PDA

View Full Version : Issue with (compiled) vertex arrays



Fugit
08-05-2001, 01:33 AM
I'm writing a quadtree engine. Until recently I was using a glBegin()/glEnd() pair to do a GL_TRIANGLE_FAN for all of the nodes to be drawn. I was getting around 70fps most of the time.
I decided it would be far more efficient to use vertex arrays, and so I converted all the terrain points to have a vertex, normal, and texcoord array element. Then, I changed the drawing code to basically this:

glBegin(GL_TRIANGLE_FAN);
glArrayElement(Node->TriFanIndex);
glArrayElement(Node->FanPointIndex[0]);
..
..
glEnd();

This work(s) fine, but I only get 40-50fps, rising to 70 when I move right to the edge of the terrain and most of it is frustum-culled out of the quadtree. I thought this was strange, and so added the compiled vertex array extension support, but this made no visible difference at all.
Please, can you help? http://www.opengl.org/discussion_boards/ubb/smile.gif

-Kieren

Nutty
08-05-2001, 02:03 AM
Dont ever use glArrayElement. If you're gonna use that, you may as well just use standard immediate mode commands.

What you should do is use glDrawElements, or glDrawArrays. To do this within a quad tree, you'll have to setup vertex arrays per leaf node of the quadtree. So that you can easily draw an entire array without having to extract the polys in that node.

One possible solution is to create a display list per leaf node, so that when traversing the quad tree, you only have to call the display list. (Though this might use too much vid memory to be practical)

Hope that helps.

Nutty

P.S. Compiled Array extension doesn't really do that much, except cache transformed vertices for if they're used again. Only ever used in indexed mode. How big this cache is, I dont know. It seems that this extension should be good for multi-pass rendering, prodived the cache of transformed vertices was big enuff. Doing a single pass, you're very unlikely to get any speed gain out of it.
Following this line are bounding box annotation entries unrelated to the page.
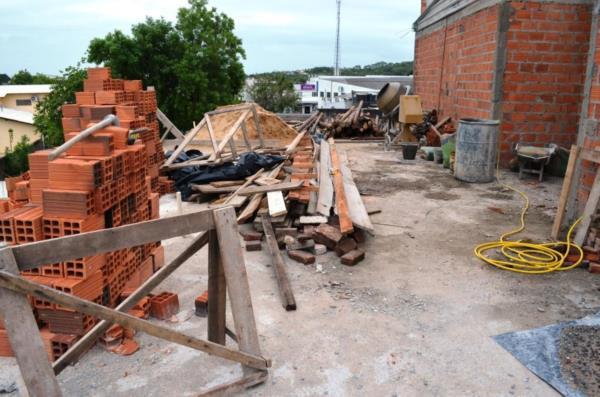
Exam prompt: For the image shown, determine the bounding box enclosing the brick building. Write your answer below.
[414,0,595,161]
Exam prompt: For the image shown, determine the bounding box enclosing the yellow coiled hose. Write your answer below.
[474,156,583,274]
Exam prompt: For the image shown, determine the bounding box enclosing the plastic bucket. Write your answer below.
[454,119,500,183]
[402,143,419,160]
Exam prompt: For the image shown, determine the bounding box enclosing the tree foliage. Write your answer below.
[248,72,298,112]
[88,0,245,129]
[4,135,33,176]
[33,64,87,146]
[9,69,58,85]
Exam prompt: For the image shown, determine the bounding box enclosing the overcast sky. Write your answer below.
[0,0,420,75]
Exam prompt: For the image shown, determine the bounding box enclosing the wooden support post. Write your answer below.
[261,214,296,311]
[0,270,270,372]
[552,145,580,240]
[214,207,260,375]
[54,232,210,374]
[251,104,265,148]
[0,249,62,397]
[573,167,600,246]
[208,230,227,345]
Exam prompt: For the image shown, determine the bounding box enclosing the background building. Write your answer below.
[294,76,413,114]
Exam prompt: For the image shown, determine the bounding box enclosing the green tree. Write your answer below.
[88,0,245,129]
[4,135,33,176]
[248,72,298,112]
[33,64,87,146]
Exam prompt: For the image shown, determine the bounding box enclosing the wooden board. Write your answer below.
[317,140,333,216]
[328,138,354,234]
[339,150,375,235]
[267,190,287,216]
[551,145,579,239]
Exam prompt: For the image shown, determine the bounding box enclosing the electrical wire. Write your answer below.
[474,152,583,274]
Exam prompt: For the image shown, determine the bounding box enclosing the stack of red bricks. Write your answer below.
[0,68,171,359]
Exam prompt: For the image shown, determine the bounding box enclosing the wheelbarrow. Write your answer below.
[514,143,558,182]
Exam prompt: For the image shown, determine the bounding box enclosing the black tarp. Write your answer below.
[167,150,285,200]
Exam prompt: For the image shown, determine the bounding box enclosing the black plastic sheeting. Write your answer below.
[494,312,600,397]
[166,150,285,200]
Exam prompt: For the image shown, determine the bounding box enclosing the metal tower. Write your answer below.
[333,0,342,76]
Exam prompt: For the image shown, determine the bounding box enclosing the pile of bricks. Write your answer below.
[0,68,172,359]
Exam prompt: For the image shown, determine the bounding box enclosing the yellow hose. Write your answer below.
[474,152,583,274]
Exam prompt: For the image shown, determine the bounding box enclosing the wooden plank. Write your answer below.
[208,109,250,160]
[208,230,227,345]
[199,371,269,397]
[156,109,185,139]
[340,150,375,235]
[317,140,333,216]
[163,118,206,167]
[251,104,265,147]
[238,162,283,223]
[267,190,287,216]
[261,214,296,311]
[0,268,270,370]
[551,145,580,239]
[573,167,600,246]
[11,210,214,270]
[0,248,62,397]
[328,138,354,234]
[195,181,304,196]
[204,114,221,157]
[53,232,214,375]
[209,207,261,374]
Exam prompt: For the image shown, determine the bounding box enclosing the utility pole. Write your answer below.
[333,0,342,76]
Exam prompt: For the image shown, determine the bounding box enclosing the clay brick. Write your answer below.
[194,291,208,317]
[335,237,358,256]
[341,249,365,266]
[313,223,342,250]
[150,292,179,320]
[287,250,315,265]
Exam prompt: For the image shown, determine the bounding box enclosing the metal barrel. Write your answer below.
[454,119,500,183]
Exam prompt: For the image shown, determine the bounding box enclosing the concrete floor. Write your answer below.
[0,144,600,397]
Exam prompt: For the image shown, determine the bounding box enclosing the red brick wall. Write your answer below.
[501,1,591,159]
[415,6,498,120]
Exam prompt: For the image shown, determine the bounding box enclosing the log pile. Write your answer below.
[319,101,382,138]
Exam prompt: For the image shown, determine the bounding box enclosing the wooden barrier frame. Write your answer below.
[0,207,271,397]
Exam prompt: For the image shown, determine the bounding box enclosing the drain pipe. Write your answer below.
[48,114,120,161]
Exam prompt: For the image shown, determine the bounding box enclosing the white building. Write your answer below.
[294,76,413,114]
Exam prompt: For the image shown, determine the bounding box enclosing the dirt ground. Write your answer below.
[0,144,600,397]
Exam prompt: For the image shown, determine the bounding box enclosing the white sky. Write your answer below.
[0,0,420,75]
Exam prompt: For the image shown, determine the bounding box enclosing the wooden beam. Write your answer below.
[0,268,270,370]
[0,248,62,397]
[209,207,266,375]
[11,210,214,270]
[261,214,296,311]
[317,140,333,216]
[163,118,206,167]
[551,145,580,240]
[339,150,375,235]
[208,109,250,160]
[573,167,600,246]
[53,232,210,375]
[199,371,269,397]
[204,114,221,157]
[208,230,227,345]
[329,138,354,234]
[190,181,304,196]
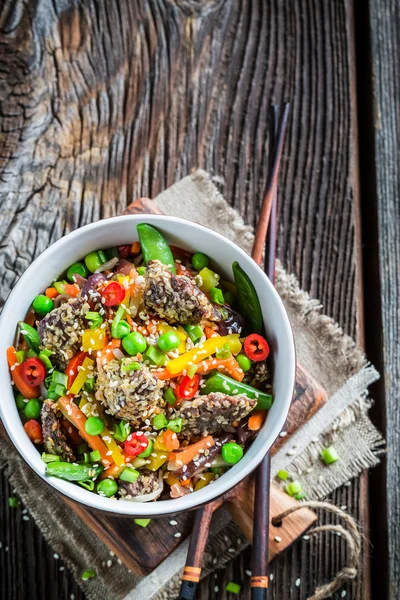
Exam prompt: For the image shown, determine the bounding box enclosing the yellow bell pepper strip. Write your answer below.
[79,398,126,468]
[147,450,168,471]
[168,435,215,471]
[57,397,112,467]
[82,328,106,352]
[69,358,94,396]
[167,333,242,375]
[154,429,180,452]
[194,473,215,492]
[This message has been edited by Nutty (edited 08-05-2001).]

Fugit
08-05-2001, 02:19 AM
Woohoo, glDrawElements() (index-based) just what I was looking for http://www.opengl.org/discussion_boards/ubb/wink.gif Thanks

Fugit
08-05-2001, 02:39 AM
Hmm, I nearly forgot, I can't use one (big) glDrawElements() call, as I'm using triangle fans at the moment. Calling it once, per triangle fan, gives me 55-60fps, which is OK, but would it be better to use triangles instead, less (or one) glDrawElements() call, but using more memory? (for the indices)
Thanks again,

Kieren

Fugit
08-05-2001, 02:46 AM
Reading over what you said again, Nutty, I have a few things I should add http://www.opengl.org/discussion_boards/ubb/smile.gif
First, every node is a "leaf" node (assuming that means it contains polys) - I use the quadtree for dynamic LOD. Also, because of this LOD, nodes when rendered can have up to 4 extra polys to remove artifacts ('cracks') in the terrain... so I can't really do big static display lists, or arrays, even though the actual terrain is static.
So in your opinion, do you think it would be a better idea to (1) use glDrawElements to draw each triangle fan, or (2) add GL_TRIANGLE indices to an array, then draw that array ... although that uses more memory?
Thanks http://www.opengl.org/discussion_boards/ubb/smile.gif

Fugit
08-05-2001, 06:25 AM
Dawww, just tried building a big index list and calling glDrawElements()... 35fps on average http://www.opengl.org/discussion_boards/ubb/frown.gif
I've tried building the buffer then drawing all in one go, drawing + resetting every 1000, 100 triangles, that just makes it worse.
Please, someone help? :I

The Legend
08-05-2001, 06:38 AM
Have you ever thought that cvas may be the wrong way to speed up your engine?

When the scene always changes, using arrays & displaylists efficently gets tricky.

Nutty
08-05-2001, 06:39 AM
Hmmmmmm......

If every node, is a leaf node, i.e. it contains polys, then I assume your quadtree is only 1 level deep?

Is this right?

Nutty

P.S. Why not use Tri-strips instead of Tri-fans?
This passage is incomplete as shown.